Like most parents, I’m working hard to keep my kids entertained indoors during quarantine. A new report shows online sales of toys and games have increased by 182 percent due to the coronavirus.

Here’s the problem: my children already have too much stuff. I can’t possibly buy them anything new.

These days, toys are omnipresent. Everywhere I go – be it the gas station, the pharmacy or the post office – someone is trying to sell something to my kids. Virtually any product you can think of has a kid-branded version. “[N]early everything a child might need or use is now marketed as a toy: flashing shoelaces; transforming soap; character-driven school supplies, vitamins, and bandages; books with musical microchips; even scratch-and-sniff clothing,” writes Kim John Payne in his book Simplicity Parenting: Using the Extraordinary Power of Less to Raise Calmer, Happier, and More Secure Kids.

I don’t think it was quite this bad during my childhood in the 1980s. I had plenty of toys, but the volume was not overwhelming.

The 1980s were hardly an era of asceticism and frugality. But I believe the proliferation of toys is an indicator of how far our consumption-based economy has advanced in just 30 years.

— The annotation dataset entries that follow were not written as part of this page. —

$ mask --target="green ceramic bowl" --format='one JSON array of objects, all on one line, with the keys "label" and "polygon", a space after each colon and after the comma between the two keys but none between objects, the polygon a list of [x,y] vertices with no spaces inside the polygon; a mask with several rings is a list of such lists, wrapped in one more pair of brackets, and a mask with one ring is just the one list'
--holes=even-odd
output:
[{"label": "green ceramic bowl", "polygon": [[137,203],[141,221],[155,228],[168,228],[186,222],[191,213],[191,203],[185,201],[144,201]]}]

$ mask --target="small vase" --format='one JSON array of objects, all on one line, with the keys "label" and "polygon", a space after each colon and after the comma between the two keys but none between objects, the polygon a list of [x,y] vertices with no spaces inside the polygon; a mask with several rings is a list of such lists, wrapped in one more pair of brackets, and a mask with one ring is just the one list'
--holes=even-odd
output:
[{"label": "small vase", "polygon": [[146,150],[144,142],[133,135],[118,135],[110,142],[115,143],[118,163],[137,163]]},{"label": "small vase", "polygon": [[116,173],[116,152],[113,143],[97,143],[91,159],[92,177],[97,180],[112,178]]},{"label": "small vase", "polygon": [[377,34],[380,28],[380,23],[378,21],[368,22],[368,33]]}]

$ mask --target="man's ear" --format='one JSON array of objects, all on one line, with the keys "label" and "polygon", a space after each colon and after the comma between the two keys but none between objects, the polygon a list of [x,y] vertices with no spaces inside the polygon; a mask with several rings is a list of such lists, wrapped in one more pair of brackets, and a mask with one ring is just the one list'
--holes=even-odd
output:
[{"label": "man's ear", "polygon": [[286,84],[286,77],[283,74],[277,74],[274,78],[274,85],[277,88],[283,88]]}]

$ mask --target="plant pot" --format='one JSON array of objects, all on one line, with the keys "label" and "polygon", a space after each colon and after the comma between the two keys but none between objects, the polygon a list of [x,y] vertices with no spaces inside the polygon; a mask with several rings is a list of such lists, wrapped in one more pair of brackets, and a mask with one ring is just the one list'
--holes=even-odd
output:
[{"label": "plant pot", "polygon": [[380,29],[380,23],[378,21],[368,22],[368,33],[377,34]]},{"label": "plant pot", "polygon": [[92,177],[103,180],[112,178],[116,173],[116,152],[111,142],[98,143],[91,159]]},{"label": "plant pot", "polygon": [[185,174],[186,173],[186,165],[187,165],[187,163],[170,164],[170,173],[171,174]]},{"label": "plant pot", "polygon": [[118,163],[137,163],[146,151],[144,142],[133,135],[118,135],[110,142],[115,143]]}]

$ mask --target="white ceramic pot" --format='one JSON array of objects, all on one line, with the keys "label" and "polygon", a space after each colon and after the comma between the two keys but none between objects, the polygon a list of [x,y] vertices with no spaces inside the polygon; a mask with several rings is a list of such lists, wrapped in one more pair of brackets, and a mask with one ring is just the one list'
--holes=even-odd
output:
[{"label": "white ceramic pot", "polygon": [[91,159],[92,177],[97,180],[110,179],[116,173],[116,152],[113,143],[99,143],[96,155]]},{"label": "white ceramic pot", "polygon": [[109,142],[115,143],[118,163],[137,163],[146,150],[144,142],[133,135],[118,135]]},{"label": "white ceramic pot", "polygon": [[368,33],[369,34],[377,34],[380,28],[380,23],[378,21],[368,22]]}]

In his new book The Decadent Society: How We Became the Victims of Our Own Success, Ross Douthat singles out Aldous Huxley’s classic dystopian novel Brave New World as a mirror of our times. The parallels are undeniable. Opioids and marijuana are our “soma,” the perfect drug that keeps the citizens of Huxley’s fictional World State happy and passive at all times. However, Douthat admits that our drugs “aren’t so consciously designed; they’re more dangerous, more unevenly distributed and less universally desired.”

World State has “feelies” (a kind of virtual reality sex) and Violent Passion Surrogate (which is described as “the complete physiological equivalent of fear and rage”). These are comparable to modern America’s pornography and video games, respectively. Douthat writes, “Our society doesn’t repress youthful lust and aggressions much as it stimulates them safely through video games and smut.”

However, there is yet another parallel that Douthat fails to mention: consumption. From a young age, the citizens of World State are conditioned to consume as much as they can. Their leaders know this is critical to keep the economy running. While they sleep, children are brainwashed with whispered messages like, “We always throw away old clothes. Ending is better than mending,” and “The more stitches, the less riches.”

In our world today, this is what Pope Francis famously called “throwaway culture.”

Have you tried repairing any children’s toys lately? It is almost impossible. When toys break, they need to be thrown in the garbage.

Like many parents, I want to teach my children to take care of their belongings. They should learn that objects have value and should be treated with respect. In a perfect world, repairing broken toys would be part of that lesson. But the modern economy usually makes that impossible for parents.

I’ve researched high-quality toys made of natural materials that could probably be repaired if they break. The price difference between those and the usual plastic fare is often staggering. Thus, ironically, rich parents can teach their children about repairing broken toys so they can continue to be used. Everyone else just has to throw them away – and then buy a new one, which is the whole point.

In the wake of this coronavirus, we are having a national conversation about the consequences of globalization. We receive an endless supply of cheap goods, but is it worth outsourcing so much of our supply chain to China? I hope that conversation will eventually encompass the need for higher quality products, not just cheaper ones.

For my part, I’ll know society is heading in the right direction when I can take my children into a gas station or pharmacy without toys being shoved in their faces.